Tous mes films ont une dimension politique, ils font le constat d’un dysfonctionnement, d’un système à bout de souffle, ou qui s’est perverti. C’est vraiment le cas du système de sélection des futurs médecins, dentistes, pharmaciens et autres professions de santé. Ce concours en fin de première année de médecine est aberrant. Il est déconnecté du savoir utile, de toute forme d’humanité. Il est uniquement fait pour éliminer 90 % des candidats. Je trouve ça terrible car à 18-19 ans, on est dans une grande capacité intellectuelle, on a soif d’apprendre. Dans le film, un doyen dit qu’on ne sait plus comment faire pour les sélectionner : aujourd’hui on pose soixante-dix questions en une heure de QCM, peut être que l’année prochaine on en posera quatre-vingts ou quatre-vingt-dix. Est-ce que ce sont les plus travailleurs ou ceux qui ont le plus la fibre qui réussissent ? Je ne crois pas, et j’avais aussi envie de mettre à mal l’idée que, si vous voulez réussir, il suffit de travailler. Je pense qu’on est très inégaux face au travail. Il y en a qui travaillent beaucoup pour peu de résultats, et d’autres qui travaillent peu et qui ont tout de suite des résultats, notamment dans le domaine scolaire.
Vous, vous avez eu le concours du
premier coup ?
Ouais, parce qu’en fait je suis tout à fait entré dans les codes, j’ai tout de suite compris ce qu’on attendait de moi. Cette compétition, elle a plutôt stimulé la part la moins glorieuse de mon être, c’est-à-dire le goût d’être meilleur que l’autre, la jalousie, l’envie d’y arriver et de voir l’autre échouer… Ces études ont ce truc terrible, très insidieux, qu’elles ne stimulent pas tellement ce qu’il y a de noble en nous. Alors que pour faire un bon médecin il faut des qualités humaines incroyables,
il faut avoir de l’empathie, il faut aimer l’autre, avoir du temps pour la réflexion, l’observation. L’autre truc pas terrible, c’est qu’au fond cette compétition acharnée fait qu’on a tendance à épouser le désir de l’autre. Moi je suis arrivé en première année sans aucun désir pour ce parcours-là, j’avais 18 ans, je ne savais pas trop quoi faire… Mais j’ai twisté en trois jours : je le veux aussi ce truc qu’ils convoitent tous ! En deuxième, troisième année, le nombre de copains que j’ai eus, et moi le premier, qui se disaient : « Mais qu’est-ce qu’on fout là, on a envie de faire autre chose ! » Quand je fais ce film, je crois que j’ai surtout envie qu’il puisse être un témoin entre les générations, comme dans les courses de relais. J’ai eu beaucoup de témoignages d’étudiants dont l’entourage n’a pas compris pourquoi ils ne voyaient plus personne, pourquoi ils souffraient, pourquoi ils avaient des troubles anxieux. Ce film peut permettre de parler avec les parents.

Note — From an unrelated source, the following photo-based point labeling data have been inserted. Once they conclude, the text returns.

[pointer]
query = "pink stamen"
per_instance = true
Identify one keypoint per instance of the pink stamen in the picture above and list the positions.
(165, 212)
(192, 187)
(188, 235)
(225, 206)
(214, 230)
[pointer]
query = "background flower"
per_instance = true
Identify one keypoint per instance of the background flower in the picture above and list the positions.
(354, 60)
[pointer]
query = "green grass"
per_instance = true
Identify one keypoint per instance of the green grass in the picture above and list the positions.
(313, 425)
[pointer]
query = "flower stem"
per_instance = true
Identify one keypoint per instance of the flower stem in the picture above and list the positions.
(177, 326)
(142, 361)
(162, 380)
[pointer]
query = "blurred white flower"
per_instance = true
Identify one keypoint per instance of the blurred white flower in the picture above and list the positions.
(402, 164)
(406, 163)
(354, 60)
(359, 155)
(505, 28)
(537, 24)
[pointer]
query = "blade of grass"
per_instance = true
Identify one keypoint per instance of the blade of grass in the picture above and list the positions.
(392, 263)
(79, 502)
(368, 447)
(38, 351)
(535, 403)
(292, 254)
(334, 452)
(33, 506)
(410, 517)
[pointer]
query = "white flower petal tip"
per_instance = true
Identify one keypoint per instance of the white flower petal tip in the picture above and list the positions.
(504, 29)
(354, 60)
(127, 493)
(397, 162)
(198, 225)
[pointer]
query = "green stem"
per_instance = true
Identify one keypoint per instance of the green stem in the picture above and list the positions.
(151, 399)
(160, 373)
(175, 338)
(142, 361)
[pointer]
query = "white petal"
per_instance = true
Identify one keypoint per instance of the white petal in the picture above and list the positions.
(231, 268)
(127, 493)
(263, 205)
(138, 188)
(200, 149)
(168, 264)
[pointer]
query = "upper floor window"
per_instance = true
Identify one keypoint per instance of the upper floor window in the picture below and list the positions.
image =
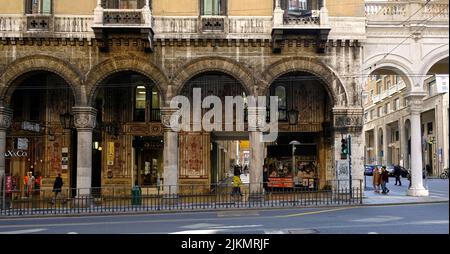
(397, 104)
(431, 88)
(379, 87)
(38, 7)
(213, 7)
(123, 4)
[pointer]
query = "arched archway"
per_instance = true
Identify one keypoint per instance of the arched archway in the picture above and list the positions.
(128, 105)
(109, 67)
(17, 70)
(42, 103)
(214, 64)
(208, 154)
(332, 83)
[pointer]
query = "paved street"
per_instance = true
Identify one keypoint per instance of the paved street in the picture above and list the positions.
(438, 189)
(392, 219)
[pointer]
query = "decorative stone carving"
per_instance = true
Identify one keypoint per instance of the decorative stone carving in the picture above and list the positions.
(166, 118)
(256, 118)
(415, 102)
(6, 116)
(348, 120)
(84, 118)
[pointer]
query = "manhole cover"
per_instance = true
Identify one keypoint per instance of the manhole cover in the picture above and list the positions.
(303, 231)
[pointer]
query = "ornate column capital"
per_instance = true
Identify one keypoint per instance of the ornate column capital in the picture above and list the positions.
(84, 118)
(256, 118)
(6, 117)
(167, 121)
(415, 102)
(348, 119)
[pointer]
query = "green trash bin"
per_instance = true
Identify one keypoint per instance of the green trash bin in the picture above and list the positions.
(136, 195)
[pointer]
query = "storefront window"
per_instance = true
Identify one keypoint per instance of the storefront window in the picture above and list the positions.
(140, 102)
(38, 7)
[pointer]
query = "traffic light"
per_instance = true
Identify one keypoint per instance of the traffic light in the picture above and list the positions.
(344, 147)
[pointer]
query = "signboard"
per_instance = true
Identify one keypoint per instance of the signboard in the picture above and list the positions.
(110, 157)
(342, 174)
(64, 158)
(442, 83)
(281, 182)
(8, 184)
(22, 144)
(28, 126)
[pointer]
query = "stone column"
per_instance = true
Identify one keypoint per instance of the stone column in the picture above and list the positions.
(385, 145)
(416, 188)
(84, 121)
(403, 142)
(170, 153)
(257, 118)
(376, 143)
(5, 123)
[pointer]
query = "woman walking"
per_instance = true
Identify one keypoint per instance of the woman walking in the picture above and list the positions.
(376, 180)
(384, 180)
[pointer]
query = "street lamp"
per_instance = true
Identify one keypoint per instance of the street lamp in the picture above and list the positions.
(66, 120)
(292, 116)
(293, 143)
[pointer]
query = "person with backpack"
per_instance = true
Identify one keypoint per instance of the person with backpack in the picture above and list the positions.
(384, 180)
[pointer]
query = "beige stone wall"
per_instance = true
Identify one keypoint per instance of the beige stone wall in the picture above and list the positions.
(12, 7)
(80, 7)
(175, 8)
(250, 8)
(346, 8)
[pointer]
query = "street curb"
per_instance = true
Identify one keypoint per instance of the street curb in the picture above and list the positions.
(216, 210)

En même temps, on n’a plus tellement envie de mettre ses enfants en médecine quand on voit ce film.
C’est très bien parce qu’il y a trop d’étudiants en médecine de toute façon ! Si j’avais un enfant qui veut faire médecine, je lui montrerais le film et je lui dirais : « Il va falloir que tu travailles beaucoup, mais surtout tu as le droit d’échouer. » En fait, ce qui est très difficile, c’est qu’il y a une grosse pression de l’entourage, que l’étudiant a peur de décevoir. C’est dur à porter à 18 ans, surtout quand la probabilité d’échouer est si grande.

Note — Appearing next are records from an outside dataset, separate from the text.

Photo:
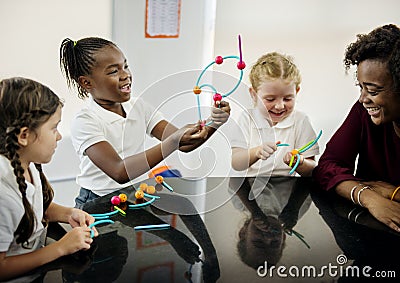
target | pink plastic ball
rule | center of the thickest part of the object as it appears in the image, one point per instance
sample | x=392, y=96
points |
x=217, y=97
x=115, y=200
x=219, y=60
x=241, y=65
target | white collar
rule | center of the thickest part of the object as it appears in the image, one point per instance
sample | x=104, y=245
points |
x=109, y=115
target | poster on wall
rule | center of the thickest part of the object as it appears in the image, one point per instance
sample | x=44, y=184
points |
x=162, y=18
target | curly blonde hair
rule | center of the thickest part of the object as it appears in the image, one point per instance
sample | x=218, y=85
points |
x=273, y=66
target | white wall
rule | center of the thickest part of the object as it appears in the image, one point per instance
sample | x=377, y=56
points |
x=31, y=35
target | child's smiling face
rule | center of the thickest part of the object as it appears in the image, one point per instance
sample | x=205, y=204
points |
x=275, y=99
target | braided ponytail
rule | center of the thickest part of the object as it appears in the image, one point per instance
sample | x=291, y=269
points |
x=24, y=103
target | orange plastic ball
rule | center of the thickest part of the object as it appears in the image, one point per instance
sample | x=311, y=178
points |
x=123, y=197
x=159, y=179
x=139, y=194
x=151, y=190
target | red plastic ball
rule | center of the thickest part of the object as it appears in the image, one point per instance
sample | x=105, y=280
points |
x=241, y=65
x=115, y=200
x=217, y=97
x=159, y=179
x=219, y=60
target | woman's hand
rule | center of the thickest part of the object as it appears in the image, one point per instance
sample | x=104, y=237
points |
x=265, y=150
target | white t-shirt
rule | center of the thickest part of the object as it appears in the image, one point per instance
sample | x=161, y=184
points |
x=12, y=209
x=252, y=129
x=94, y=124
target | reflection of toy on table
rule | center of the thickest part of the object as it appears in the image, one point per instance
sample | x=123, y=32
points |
x=142, y=192
x=296, y=152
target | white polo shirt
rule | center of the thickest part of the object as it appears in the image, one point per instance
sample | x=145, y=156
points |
x=251, y=129
x=94, y=124
x=12, y=209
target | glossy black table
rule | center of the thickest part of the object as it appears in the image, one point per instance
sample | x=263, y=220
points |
x=278, y=229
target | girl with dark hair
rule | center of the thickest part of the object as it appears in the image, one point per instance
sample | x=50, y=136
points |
x=29, y=116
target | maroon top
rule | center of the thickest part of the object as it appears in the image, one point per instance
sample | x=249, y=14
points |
x=377, y=147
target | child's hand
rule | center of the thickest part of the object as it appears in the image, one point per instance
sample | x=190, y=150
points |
x=80, y=218
x=191, y=136
x=220, y=114
x=265, y=150
x=75, y=240
x=288, y=156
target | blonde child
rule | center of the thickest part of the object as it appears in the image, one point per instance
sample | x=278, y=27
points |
x=99, y=71
x=29, y=115
x=275, y=82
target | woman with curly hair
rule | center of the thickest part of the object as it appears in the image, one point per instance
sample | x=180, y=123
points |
x=29, y=115
x=361, y=161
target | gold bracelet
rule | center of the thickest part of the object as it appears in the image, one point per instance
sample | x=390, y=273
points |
x=394, y=193
x=359, y=194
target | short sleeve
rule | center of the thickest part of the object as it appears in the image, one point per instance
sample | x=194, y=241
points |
x=9, y=221
x=305, y=134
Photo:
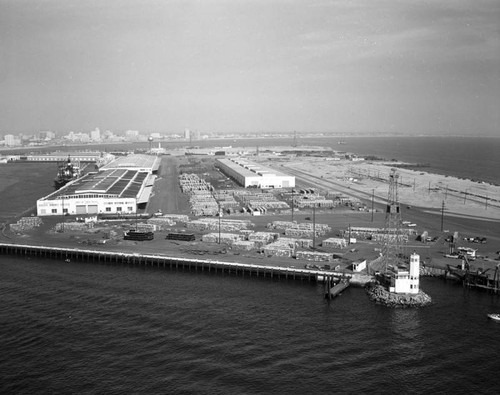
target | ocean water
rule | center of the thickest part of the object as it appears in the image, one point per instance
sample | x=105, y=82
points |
x=90, y=328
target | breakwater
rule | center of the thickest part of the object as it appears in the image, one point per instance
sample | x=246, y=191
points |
x=175, y=263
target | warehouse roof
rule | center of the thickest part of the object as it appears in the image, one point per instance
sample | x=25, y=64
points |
x=135, y=162
x=110, y=183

Votre film fait l’éloge de l’empathie, de la solidarité, en fac de médecine, mais aussi dans la société en général.
Bien sûr j’espère que c’est un film sur la société en général. C’est présomptueux mais j’espère qu’il dépasse le cadre de son sujet. L’idée au cœur du film, c’est de se dire qu’on est peut-être dans une société où il est temps que les plus forts aident les plus faibles, et on a le sentiment qu’on ne va pas vraiment dans ce sens-là.